The likely explanation is that developing brains are more vulnerable to repeated impacts. Young players’ brains are still building and strengthening the connections that support cognition, mood regulation, and motor control. Disrupting that process early may set the stage for problems that don’t become apparent until decades later.

Diagnosis Is Still a Post-Mortem Process

Currently, CTE can only be confirmed by examining brain tissue after death. There is no blood test, brain scan, or clinical exam that can definitively diagnose it in a living person. Researchers are working to change this. The DIAGNOSE CTE Research Project, a multi-site study across five major research centers, is investigating tau-specific PET imaging and blood-based biomarkers that could eventually detect the disease during life. Participants undergo brain scans using tracers that bind to tau protein, alongside blood tests measuring multiple forms of tau and markers of inflammation and white matter damage.

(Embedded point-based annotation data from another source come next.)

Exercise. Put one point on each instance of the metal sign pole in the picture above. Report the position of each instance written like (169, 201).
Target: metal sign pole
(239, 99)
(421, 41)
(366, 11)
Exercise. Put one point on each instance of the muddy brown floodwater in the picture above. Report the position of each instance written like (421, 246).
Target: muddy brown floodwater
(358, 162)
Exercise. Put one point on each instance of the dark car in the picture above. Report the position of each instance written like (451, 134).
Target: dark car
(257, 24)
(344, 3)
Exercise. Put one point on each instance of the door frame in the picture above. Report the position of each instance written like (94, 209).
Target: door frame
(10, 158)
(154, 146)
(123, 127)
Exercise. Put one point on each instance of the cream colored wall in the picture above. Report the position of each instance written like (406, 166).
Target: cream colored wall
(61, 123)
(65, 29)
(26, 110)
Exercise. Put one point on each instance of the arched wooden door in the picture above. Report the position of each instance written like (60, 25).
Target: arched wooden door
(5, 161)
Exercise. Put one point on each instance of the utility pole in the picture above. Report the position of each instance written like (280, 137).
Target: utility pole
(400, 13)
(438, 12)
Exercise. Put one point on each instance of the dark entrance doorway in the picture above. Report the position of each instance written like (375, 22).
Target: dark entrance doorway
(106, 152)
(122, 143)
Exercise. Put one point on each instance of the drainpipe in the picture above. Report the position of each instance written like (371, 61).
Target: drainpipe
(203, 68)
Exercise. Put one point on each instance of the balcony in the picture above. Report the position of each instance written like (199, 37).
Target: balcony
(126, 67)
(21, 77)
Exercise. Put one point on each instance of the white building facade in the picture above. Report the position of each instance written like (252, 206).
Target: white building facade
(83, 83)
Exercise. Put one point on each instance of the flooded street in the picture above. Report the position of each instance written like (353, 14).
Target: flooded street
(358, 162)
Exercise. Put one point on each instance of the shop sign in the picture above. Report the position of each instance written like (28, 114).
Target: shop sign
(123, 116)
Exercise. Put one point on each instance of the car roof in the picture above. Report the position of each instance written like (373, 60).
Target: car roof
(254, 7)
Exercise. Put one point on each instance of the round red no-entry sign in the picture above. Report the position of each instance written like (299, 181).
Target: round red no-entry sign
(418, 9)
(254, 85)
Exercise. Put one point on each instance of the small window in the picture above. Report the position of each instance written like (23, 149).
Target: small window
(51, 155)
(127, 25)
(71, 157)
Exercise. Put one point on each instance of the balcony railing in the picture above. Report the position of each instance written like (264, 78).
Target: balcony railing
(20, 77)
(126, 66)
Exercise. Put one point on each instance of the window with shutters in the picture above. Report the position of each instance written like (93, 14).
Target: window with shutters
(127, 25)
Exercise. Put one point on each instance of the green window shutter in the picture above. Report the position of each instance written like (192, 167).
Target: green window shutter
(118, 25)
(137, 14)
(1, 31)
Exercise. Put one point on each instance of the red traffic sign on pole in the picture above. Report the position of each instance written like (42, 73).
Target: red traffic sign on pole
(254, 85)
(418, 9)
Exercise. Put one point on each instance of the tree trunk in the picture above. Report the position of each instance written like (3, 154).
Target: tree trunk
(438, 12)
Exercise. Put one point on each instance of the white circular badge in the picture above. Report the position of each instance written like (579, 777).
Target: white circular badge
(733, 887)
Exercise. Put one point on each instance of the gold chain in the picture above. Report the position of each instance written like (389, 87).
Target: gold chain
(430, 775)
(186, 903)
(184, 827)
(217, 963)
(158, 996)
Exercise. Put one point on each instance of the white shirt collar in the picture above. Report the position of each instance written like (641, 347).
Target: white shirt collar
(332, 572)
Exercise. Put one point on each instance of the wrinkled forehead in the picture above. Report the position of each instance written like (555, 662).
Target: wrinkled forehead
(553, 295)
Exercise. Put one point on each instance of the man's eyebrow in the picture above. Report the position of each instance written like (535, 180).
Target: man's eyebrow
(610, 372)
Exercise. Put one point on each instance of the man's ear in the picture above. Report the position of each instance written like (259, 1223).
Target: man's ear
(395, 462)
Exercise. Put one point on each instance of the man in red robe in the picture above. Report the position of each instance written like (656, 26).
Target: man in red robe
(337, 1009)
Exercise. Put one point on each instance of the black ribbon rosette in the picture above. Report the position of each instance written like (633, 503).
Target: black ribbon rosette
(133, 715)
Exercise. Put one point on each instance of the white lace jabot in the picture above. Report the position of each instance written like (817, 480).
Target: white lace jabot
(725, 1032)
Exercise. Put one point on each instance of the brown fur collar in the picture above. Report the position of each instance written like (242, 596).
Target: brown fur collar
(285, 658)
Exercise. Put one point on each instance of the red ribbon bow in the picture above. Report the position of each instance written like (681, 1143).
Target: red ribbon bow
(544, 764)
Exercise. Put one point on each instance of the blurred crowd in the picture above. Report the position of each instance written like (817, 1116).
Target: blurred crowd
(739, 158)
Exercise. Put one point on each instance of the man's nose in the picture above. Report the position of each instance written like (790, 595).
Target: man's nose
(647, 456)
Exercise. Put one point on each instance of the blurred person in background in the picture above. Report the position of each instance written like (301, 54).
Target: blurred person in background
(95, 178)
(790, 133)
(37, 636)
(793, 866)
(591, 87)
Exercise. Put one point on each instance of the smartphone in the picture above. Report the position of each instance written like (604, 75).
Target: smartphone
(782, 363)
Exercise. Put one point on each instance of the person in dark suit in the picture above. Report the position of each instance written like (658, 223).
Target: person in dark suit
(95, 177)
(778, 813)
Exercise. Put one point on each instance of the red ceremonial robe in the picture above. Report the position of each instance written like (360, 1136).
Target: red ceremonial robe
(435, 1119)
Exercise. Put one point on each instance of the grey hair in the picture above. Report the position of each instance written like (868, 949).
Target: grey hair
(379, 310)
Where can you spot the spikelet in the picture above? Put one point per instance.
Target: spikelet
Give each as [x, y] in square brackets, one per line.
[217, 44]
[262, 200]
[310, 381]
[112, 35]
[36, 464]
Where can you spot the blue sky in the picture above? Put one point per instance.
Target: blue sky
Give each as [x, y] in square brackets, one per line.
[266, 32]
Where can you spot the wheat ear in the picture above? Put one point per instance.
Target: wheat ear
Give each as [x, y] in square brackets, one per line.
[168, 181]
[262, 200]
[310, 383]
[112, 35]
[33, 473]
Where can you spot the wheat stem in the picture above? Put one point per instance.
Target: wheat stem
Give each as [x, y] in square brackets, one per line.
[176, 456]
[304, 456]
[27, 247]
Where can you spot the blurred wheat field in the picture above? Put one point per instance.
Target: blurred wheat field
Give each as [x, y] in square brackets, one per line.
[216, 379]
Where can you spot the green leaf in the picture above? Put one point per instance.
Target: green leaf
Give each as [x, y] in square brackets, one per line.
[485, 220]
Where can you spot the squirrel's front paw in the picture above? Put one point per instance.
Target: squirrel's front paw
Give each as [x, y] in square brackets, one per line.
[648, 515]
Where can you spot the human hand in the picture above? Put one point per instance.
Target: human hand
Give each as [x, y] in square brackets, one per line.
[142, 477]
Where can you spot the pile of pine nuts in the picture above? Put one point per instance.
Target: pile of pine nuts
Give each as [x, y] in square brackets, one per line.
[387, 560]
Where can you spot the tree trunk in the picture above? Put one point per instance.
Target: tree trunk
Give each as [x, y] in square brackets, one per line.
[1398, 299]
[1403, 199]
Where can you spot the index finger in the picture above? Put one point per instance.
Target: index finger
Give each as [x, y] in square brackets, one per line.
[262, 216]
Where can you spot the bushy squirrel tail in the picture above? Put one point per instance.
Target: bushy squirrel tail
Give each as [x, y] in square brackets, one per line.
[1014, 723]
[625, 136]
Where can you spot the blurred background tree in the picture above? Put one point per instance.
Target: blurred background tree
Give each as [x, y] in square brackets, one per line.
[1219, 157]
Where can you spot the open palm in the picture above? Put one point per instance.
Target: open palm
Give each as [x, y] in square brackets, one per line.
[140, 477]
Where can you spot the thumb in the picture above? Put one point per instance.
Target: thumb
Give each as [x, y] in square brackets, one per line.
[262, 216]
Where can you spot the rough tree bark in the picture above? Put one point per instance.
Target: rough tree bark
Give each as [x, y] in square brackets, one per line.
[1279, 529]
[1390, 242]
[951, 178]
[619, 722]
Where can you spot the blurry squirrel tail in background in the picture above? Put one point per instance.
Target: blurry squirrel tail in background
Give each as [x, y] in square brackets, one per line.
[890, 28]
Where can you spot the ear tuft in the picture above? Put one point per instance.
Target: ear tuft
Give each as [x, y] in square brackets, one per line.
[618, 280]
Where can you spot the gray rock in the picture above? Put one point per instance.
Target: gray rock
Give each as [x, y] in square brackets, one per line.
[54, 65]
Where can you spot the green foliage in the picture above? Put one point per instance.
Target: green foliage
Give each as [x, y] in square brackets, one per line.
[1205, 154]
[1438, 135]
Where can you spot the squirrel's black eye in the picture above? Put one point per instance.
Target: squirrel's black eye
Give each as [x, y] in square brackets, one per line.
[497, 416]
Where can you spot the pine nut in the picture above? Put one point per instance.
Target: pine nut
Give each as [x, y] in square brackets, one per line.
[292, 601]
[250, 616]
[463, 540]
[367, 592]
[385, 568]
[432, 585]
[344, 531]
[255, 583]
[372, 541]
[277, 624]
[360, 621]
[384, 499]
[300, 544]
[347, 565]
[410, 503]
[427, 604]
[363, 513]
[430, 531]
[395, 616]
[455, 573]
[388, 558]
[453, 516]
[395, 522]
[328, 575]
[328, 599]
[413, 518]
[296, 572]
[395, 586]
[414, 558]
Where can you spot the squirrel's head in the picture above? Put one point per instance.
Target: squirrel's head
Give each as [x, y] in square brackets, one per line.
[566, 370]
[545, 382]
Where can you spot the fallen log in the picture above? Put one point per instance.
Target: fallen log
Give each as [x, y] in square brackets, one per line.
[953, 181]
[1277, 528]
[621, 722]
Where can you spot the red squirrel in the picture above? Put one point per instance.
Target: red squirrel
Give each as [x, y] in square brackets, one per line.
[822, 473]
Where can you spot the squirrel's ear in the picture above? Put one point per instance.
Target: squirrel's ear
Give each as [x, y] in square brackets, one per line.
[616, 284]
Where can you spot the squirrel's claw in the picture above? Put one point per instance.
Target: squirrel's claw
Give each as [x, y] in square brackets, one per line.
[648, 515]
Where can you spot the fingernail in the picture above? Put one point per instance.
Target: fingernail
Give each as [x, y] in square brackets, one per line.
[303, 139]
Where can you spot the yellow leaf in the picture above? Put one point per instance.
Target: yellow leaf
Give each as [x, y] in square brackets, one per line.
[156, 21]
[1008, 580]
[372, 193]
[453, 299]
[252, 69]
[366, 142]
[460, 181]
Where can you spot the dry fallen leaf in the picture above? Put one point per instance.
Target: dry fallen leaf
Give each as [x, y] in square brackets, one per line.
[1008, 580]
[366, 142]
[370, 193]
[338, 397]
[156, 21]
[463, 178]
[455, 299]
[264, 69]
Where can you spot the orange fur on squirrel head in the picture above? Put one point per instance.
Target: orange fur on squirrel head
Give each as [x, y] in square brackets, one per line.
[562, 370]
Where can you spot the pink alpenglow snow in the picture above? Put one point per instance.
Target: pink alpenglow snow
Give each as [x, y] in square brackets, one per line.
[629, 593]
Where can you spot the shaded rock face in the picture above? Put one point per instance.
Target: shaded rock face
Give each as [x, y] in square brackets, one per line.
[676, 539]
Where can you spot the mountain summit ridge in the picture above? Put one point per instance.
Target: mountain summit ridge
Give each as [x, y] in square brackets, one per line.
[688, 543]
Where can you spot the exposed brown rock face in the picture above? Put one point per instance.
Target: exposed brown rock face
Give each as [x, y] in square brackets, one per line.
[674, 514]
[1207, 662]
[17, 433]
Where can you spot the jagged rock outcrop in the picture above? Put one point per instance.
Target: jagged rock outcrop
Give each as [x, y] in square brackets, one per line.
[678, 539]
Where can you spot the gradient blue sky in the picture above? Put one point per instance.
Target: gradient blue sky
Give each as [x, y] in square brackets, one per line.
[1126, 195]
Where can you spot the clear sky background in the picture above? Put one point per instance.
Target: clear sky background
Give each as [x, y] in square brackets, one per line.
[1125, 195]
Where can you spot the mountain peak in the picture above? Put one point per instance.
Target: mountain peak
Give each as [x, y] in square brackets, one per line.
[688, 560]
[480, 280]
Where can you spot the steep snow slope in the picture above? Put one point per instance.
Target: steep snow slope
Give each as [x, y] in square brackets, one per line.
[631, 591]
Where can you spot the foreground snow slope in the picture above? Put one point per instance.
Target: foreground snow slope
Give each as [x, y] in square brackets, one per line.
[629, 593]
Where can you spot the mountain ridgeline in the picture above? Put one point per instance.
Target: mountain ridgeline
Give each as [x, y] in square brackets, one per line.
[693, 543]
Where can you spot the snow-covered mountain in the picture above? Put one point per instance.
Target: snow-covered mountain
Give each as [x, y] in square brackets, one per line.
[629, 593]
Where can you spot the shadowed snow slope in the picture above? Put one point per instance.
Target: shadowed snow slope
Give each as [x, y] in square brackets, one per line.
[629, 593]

A clinical framework called Traumatic Encephalopathy Syndrome (TES) has been proposed to describe the constellation of symptoms in living people with a history of repetitive head impacts. But TES remains a research diagnosis, not something widely used in clinical practice yet.

Can Helmets and Padding Help?

Helmet technology has improved significantly, and soft-shell helmet covers like Guardian Caps have become a visible part of NFL practices. Testing by Virginia Tech’s Helmet Lab found that when one player wears a Guardian Cap, concussion risk drops by 15 to 34%, depending on the model. When both players in a collision wear them, the reduction jumps to between 22 and 64%.

These numbers are meaningful but come with context. Helmets and add-ons reduce the force of individual impacts. They do not eliminate subconcussive hits, and no helmet can prevent the brain from moving inside the skull during rapid deceleration. Since CTE appears driven by the sheer volume of repetitive impacts rather than a few severe ones, equipment improvements alone are unlikely to solve the problem. Reducing the total number of contact practices, limiting full-speed hitting, and shortening playing careers are the strategies most directly aligned with what the science shows about CTE’s cause.